1. convection oven (Imarflex Turbo Broiler, c. early 80's)
2. microwave oven (Chefmaster, 1988)
3. rice cooker (3D, c. early 90's)
4. single-coil electric stove (Asahi, 2004)

That's it. As you can see, my equipment is very limited and most are more than 15 years old. It's true what they say though-- the older models are sturdier. And even my electric stove is old-school: all metal and just one coil that turns red.

So anyway, all the stuff I make is bachelor- (bachelorette-) friendly, with few equipment requirements. I also limit myself to stuff that can be made quickly (with minimal technical skills) and amenable to reheating. Therefore, you won't see souffles or baked cornbread here. Also nothing that has anything to do with making my own dough.

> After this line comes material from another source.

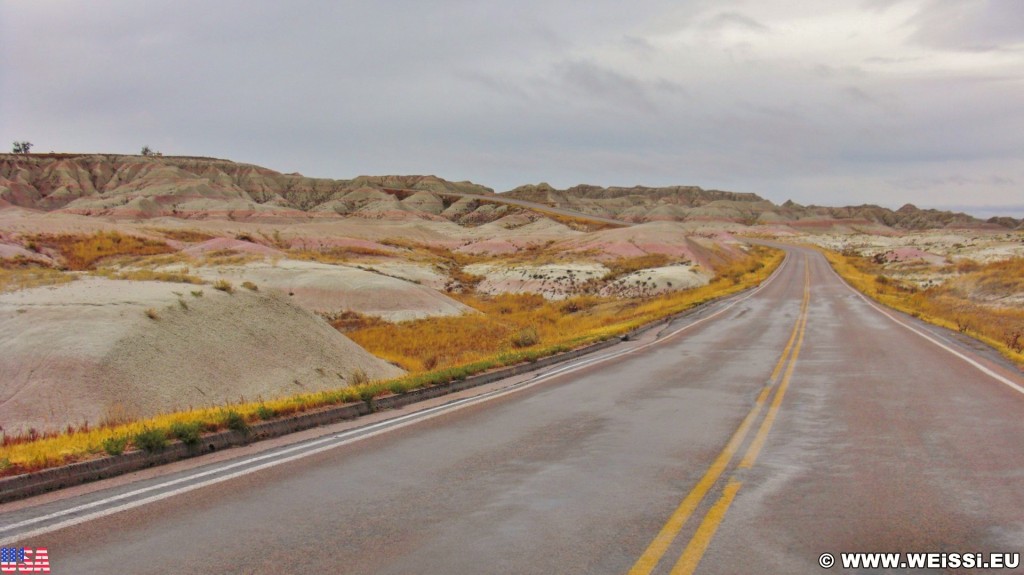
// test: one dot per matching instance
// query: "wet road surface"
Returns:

If you have recipes which I can do using the gear I have above, please feel free to send them my way.

My first post

Ok, so I started a new blog (as if the previous one weren't neglected enough). This'll be significantly less serious than Nontrivial Pursuit. Well, it has to be, considering that it'll be all about food. Food I ate; food I cooked; food I want to taste. Food-related shows I watch. Even articles and books on food that I've read.

About the title-- it's actually an inside joke with a few friends. I'm a good cook-- in theory. I've read enough recipes and viewed enough cooking shows to know how stuff is cooked; problem is, I've never tried my hand at them. I also have a stockpile of spices in my pantry-- from chile arbol and Madras curry to shichimi togarashi and Kyrgyz caraway seeds-- but don't really know how to use them properly. But I guess being a theoretical chef makes me a practical foodie, and that's what I'll try to reflect here.